Since President Donald Trump returned to office in January 2025, a significant portion of the conservative policy blueprint known as Project 2025 has moved from theory into federal action, particularly in areas affecting transgender health care.
Project 2025, developed by the Heritage Foundation and allied groups, is a sweeping roadmap outlining how a second Trump administration could rapidly restructure federal agencies, civil rights enforcement, and health policy. While Trump distanced himself from the plan during the campaign, policy trackers and civil rights groups say many of its recommendations are now reflected in executive orders and administrative directives issued during his second term.
Executive Orders Target Gender-Affirming Care
One of the most consequential moves came in January, when Trump signed an executive order directing federal agencies to end support for gender-affirming medical care for minors. The order instructs agencies to restrict the use of federal funds for puberty blockers, hormone therapy, and related care for individuals under 19, framing such treatment as harmful despite objections from major medical associations.
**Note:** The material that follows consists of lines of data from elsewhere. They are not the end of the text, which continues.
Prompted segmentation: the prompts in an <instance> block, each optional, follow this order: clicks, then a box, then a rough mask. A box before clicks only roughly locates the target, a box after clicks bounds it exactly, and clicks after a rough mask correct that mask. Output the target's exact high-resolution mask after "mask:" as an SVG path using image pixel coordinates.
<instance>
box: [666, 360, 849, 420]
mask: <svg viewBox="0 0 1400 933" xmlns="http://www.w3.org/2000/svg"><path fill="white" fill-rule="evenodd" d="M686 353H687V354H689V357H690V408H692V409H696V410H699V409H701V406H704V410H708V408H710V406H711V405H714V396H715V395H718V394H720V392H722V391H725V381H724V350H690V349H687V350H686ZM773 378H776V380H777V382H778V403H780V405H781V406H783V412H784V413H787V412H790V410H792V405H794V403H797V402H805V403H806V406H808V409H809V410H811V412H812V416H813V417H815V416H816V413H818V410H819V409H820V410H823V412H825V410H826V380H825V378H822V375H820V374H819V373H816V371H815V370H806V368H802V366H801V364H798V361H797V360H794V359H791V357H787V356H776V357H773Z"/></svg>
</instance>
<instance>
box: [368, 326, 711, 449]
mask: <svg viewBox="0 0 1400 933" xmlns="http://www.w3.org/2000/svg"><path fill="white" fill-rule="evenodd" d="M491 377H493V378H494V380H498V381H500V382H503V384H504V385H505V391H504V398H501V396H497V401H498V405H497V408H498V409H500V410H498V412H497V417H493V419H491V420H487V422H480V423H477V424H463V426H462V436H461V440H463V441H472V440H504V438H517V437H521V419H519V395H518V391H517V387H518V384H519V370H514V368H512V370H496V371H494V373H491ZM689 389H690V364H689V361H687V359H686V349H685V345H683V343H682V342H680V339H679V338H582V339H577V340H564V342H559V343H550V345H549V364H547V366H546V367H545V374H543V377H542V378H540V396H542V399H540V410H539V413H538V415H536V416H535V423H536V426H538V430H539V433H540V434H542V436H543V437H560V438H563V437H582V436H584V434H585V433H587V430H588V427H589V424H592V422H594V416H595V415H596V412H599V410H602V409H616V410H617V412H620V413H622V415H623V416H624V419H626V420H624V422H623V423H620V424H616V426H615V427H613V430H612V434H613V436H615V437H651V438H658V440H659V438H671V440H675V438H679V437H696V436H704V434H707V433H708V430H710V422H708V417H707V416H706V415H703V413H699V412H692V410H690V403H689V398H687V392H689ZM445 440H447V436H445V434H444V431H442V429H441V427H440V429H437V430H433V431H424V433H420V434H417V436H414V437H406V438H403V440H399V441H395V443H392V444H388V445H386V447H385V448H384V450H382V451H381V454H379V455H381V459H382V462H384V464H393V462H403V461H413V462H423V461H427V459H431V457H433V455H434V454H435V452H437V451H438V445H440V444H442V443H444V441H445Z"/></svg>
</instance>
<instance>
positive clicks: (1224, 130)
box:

The directive closely mirrors Project 2025 language calling for the federal government to classify gender-affirming care as unsafe and to sever public funding streams connected to it. While the order does not directly ban care nationwide, it places pressure on hospitals, insurers, and state Medicaid programs that rely on federal funding.
Several health systems have since paused or reevaluated services for transgender youth, citing regulatory uncertainty and fear of losing federal reimbursement.
Redefining Sex in Federal Policy
In a separate order issued early in the administration, Trump directed federal agencies to define sex strictly as male or female based on sex assigned at birth. The change removed gender identity from federal definitions used in health care programs, civil rights enforcement, and benefits administration.
Advocates warn the shift has broad implications for transgender patients, including how insurance claims are processed, how discrimination complaints are handled, and how federal data on health outcomes is collected.
Project 2025 explicitly calls for eliminating gender identity from federal law and policy, arguing that prior administrations improperly expanded civil rights protections without congressional approval.
HHS Report Fuels Policy Shift
Midway through 2025, the Department of Health and Human Services released a report asserting that gender-affirming care for minors lacks sufficient evidence of safety and effectiveness. The report has been widely criticized by medical professionals, who say it selectively cites data and ignores decades of clinical practice.
The findings have been used by the administration to justify further restrictions on coverage and to defend ongoing rule changes affecting Medicaid and other federally supported programs.
Democratic-led states and advocacy organizations have filed multiple lawsuits challenging the report’s use in policymaking, arguing that it contradicts established medical consensus and violates federal nondiscrimination laws.
Legal Challenges Mount
More than a dozen states, along with civil rights groups, are now engaged in litigation seeking to block or limit the administration’s actions on transgender care. Courts have issued temporary injunctions in some cases, but many policies remain in effect while lawsuits proceed.
Legal experts say the administration’s approach relies heavily on executive authority and agency rulemaking, allowing it to advance Project 2025 goals without congressional approval. That strategy, they note, makes the policies harder to overturn quickly, even when challenged.
How Much of Project 2025 Has Been Implemented
Policy trackers say a substantial share of Project 2025’s recommendations are already reflected in federal actions taken during Trump’s first year back in office.
Multiple reviews have found that a large portion of the plan’s policy objectives have been implemented or are actively underway through executive orders, agency guidance, and proposed regulations. These include restrictions on gender-affirming care, the removal of gender identity from federal policy, limits on transgender military service, and the rollback of diversity and inclusion initiatives.
Because most of these changes rely on administrative authority rather than legislation, they have moved quickly and remain in place unless blocked by courts.
What to Expect in 2026
Advocacy groups and policy experts say several issues are likely to remain central in 2026.
Federal agencies are expected to finalize proposed rules that would further restrict Medicaid and other public insurance coverage for gender-affirming care for minors. Additional efforts may extend coverage limits affecting adult transgender patients enrolled in federal health plans.
The administration is also expected to continue enforcing binary sex definitions across federal programs, affecting civil rights enforcement, data collection, and access to federally regulated spaces and services.
Legal battles over the scope of federal authority and the legality of these policies are expected to intensify, with several cases likely to reach higher federal courts in 2026.
The Bottom Line
For transgender individuals and families, the cumulative effect has been uncertainty, disruption of care, and increased fear about the future of medical access. Advocates report growing confusion among providers and patients about what services remain legal or reimbursable, particularly for youth and low-income individuals who rely on public insurance.
While court challenges continue, the direction of federal policy under Trump’s second term is clear. Measures outlined in Project 2025 are no longer hypothetical. They are shaping how the federal government approaches transgender health care, with immediate consequences for access, coverage, and civil rights protections.
As legal battles unfold, the outcome may determine whether these changes become a lasting framework for federal health policy or are rolled back through the courts or future administrations.